Source: Illinois Department of Insurance Public Pension Division

In accordance with state law, the Department of Insurance (“Department”) is to annually calculate the maximum annual salary for annuity purposes and the Cost of Living Adjustment to annuity (“COLA”) applicable to Tier II participants and Tier II annuitants in the retirement systems and pension funds established under the Illinois Pension Code, and to make the results of those calculations available to the boards of trustees of those systems and funds by no later than November 1 of each year.

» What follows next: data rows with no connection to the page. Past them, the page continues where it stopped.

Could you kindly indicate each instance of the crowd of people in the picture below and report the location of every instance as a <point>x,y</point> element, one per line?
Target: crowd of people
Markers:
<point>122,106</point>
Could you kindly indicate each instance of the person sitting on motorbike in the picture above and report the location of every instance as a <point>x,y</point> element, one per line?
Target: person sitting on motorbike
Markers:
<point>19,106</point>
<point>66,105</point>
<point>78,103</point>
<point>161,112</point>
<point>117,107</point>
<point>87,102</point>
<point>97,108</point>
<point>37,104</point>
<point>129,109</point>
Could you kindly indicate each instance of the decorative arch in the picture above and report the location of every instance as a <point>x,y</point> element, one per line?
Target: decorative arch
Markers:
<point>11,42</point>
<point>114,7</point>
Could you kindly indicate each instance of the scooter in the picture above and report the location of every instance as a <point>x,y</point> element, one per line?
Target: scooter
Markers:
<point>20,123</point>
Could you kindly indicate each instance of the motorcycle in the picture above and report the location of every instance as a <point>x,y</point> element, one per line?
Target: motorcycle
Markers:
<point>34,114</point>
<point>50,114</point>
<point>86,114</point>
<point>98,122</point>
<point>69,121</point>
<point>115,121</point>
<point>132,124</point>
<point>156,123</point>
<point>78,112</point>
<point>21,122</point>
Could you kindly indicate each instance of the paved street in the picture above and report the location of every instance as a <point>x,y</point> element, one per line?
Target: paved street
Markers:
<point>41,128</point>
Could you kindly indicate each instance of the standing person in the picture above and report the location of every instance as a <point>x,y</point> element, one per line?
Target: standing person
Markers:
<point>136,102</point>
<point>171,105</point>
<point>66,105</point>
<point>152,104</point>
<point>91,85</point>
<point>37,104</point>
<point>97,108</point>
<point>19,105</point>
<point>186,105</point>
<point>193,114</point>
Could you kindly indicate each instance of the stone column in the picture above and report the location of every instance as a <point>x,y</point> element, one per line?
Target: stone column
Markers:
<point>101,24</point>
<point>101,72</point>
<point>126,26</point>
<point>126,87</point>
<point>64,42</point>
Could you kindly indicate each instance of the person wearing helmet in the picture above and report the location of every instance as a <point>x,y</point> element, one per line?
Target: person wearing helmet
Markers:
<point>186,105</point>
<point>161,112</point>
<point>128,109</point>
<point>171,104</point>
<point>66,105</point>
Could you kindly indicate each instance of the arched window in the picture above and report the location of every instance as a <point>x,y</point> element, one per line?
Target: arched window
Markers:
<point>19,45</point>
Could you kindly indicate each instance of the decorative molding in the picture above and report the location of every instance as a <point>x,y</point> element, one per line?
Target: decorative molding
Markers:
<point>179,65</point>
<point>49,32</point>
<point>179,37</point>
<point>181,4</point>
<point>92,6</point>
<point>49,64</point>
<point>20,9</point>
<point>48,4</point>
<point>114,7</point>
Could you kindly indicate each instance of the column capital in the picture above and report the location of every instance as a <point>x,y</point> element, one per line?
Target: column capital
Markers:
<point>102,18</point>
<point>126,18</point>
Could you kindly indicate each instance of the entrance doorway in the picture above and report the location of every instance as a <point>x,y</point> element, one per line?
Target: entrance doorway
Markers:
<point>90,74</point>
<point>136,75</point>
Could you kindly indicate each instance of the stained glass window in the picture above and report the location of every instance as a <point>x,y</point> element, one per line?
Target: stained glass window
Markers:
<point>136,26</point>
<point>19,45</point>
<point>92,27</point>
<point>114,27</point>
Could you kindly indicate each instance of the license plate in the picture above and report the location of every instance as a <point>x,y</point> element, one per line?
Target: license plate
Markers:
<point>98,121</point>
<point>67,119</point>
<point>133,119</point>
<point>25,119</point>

The Department interprets the Illinois Pension Code to provide for a COLA for Tier II annuitants and an increase to the maximum annual salary for annuity purposes of Tier II participants when there has been an annual unadjusted percentage increase in the Consumer Price Index (CPI) for the 12 months ending with the September preceding November 1 of a given year. If the annual unadjusted percentage change in the CPI during that period is zero or is negative, however, then the Department interprets the Illinois Pension Code to require that, in the next calendar year, neither an increase in the maximum annual salary for annuity purposes of Tier II participants nor a COLA for Tier II annuitants shall be provided. For the year ending in September of 2020, the annual unadjusted percentage increases in CPIs are positive; therefore, there will be a COLA for Tier II annuitants and an increase in the maximum annual salary for annuity purposes of Tier II participants.